Sandy has his landlord bring Courtney to Griffith Observatory, where he admits his feelings to her, which she reciprocates, and they're married in a ceremony officiated by one of Ted's puppets. Sandy's newfound honesty also gets him back his clients as well as many new ones. After twenty years, Courtney and Sandy are married for real.

==Cast==

Cameo roles include Clay Aiken, Jewel, Darius Rucker, Jason Priestley, Gary Dell'Abate, Arsenio Hall, Quincy Jones, Judd Apatow, Janeane Garofalo, Pauly Shore, Kevin Nealon, Lorne Michaels, Dana Carvey, Chris Rock, David Spade, George Wendt, Penn Jillette, Henry Winkler, Tony Orlando, Al B. Sure!, Brian McKnight, Vanilla Ice, Jimmy Kimmel, Conan O'Brien, Louie Anderson, "Weird Al" Yankovic, Kenneth "Babyface" Edmonds, Mason "Ma$e" Betha, Jay Leno, Lisa Loeb, Jon Lovitz, Richard Lewis, Budd Friedman and his wife Alix Friedman.

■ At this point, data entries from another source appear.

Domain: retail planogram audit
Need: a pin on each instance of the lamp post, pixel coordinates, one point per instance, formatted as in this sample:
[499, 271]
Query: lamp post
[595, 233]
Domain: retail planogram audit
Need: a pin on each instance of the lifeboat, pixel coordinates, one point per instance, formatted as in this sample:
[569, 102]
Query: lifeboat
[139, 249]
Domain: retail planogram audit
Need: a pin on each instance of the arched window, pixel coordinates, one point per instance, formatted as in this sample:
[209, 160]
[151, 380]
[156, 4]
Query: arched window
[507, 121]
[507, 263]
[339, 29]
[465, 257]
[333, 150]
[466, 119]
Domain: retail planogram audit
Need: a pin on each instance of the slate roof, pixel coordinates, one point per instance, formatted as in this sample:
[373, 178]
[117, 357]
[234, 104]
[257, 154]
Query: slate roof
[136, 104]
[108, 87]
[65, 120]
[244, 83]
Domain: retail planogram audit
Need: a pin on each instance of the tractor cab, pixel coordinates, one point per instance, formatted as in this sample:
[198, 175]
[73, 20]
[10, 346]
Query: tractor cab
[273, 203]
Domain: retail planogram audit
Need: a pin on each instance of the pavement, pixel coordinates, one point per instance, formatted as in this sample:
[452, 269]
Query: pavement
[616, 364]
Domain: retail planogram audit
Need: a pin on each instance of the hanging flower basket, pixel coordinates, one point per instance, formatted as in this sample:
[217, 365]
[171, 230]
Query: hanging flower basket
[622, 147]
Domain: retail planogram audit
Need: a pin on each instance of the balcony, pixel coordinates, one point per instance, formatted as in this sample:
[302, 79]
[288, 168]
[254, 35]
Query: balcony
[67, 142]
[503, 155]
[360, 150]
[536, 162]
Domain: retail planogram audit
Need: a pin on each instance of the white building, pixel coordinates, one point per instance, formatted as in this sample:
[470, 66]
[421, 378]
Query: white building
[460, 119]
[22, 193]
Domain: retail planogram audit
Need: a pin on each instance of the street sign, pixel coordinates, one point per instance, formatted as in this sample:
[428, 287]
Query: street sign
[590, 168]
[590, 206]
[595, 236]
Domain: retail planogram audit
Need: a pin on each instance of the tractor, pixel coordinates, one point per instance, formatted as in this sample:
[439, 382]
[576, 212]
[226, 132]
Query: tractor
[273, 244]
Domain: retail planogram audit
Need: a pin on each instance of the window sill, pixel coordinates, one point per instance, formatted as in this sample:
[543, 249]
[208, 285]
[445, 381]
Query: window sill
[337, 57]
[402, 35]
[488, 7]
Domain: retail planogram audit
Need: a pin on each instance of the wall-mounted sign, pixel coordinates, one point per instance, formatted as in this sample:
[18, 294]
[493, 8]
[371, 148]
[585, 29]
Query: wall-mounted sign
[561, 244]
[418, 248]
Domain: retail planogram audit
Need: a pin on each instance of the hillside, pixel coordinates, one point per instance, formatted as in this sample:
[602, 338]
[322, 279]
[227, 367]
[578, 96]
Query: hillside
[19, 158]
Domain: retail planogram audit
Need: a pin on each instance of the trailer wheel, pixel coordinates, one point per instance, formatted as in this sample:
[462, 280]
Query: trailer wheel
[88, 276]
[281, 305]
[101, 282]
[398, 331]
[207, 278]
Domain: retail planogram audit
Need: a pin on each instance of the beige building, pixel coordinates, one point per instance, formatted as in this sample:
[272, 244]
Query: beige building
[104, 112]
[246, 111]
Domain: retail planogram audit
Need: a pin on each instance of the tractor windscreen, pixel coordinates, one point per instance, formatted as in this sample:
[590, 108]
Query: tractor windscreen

Mike Judge makes a vocal cameo as Beavis and Butt-Head during the end credits. Professional wrestlers Rikishi and David Otunga have brief roles in the film.

==Production==
On July 20, 2016, Jennifer Hudson joined the cast of the film, and on July 26, 2016, Kevin James, Terry Crews, Rob Schneider, Colin Quinn, Nick Swardson, Lamorne Morris and Arsenio Hall joined as well. Principal photography began on August 2, 2016.

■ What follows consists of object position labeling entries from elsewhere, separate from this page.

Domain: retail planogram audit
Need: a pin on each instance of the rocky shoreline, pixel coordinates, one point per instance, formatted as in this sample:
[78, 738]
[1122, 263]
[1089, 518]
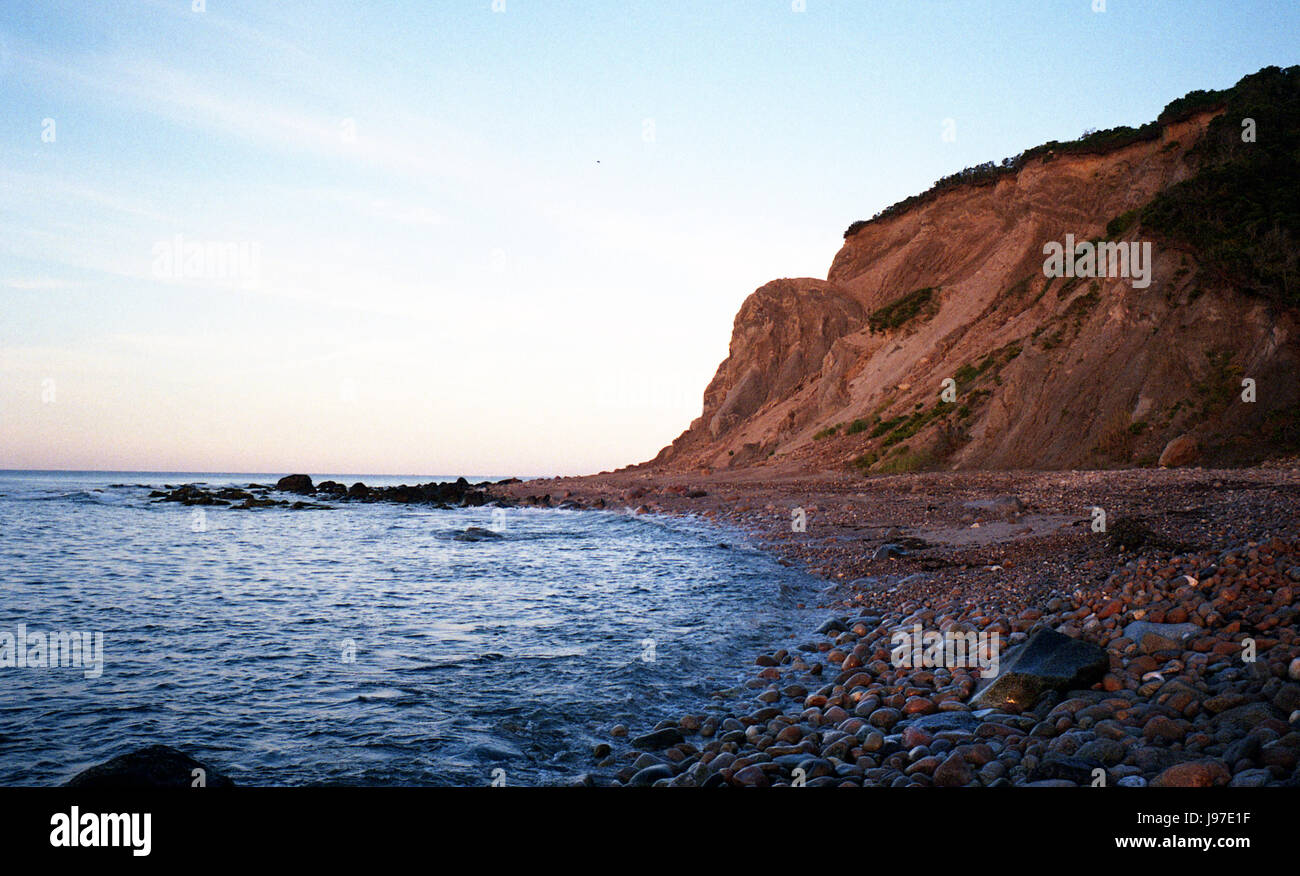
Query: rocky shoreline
[1161, 649]
[1127, 650]
[447, 494]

The Wexler character is a satirical homage to Sandler's real-life manager Sandy Wernick.

==Release==
The film was released worldwide on Netflix on April 14, 2017.

===Critical response===
On Rotten Tomatoes, Sandy Wexler has an approval rating of 27% based on 22 reviews, with an average rating of 4.11/10. The site's critical consensus reads, "Sandy Wexler marks a mild improvement from the Adam Sandler vehicles immediately preceding it – which in no way serves as an endorsement for non-hardcore fans." On Metacritic, the film has a weighted average score 40 out of 100, based on 8 critics, indicating "mixed or average reviews".

Peter Debruge of Variety called the film "sloppy" and is critical of the 131 minute runtime. Although he appreciates the concept of the film as a comedy roast, Debruge complains that the film is not funny enough. In his review of Sandy Wexler, film critic Brian Tallerico wrote that the film "sucks" and that "Brill and Sandler never wrote a joke that they didn’t think was worth repeating until you were sick of it."

Some critics have discussed the Jewish angle of the film, which portrays a relationship between a Jewish manager and a black performer.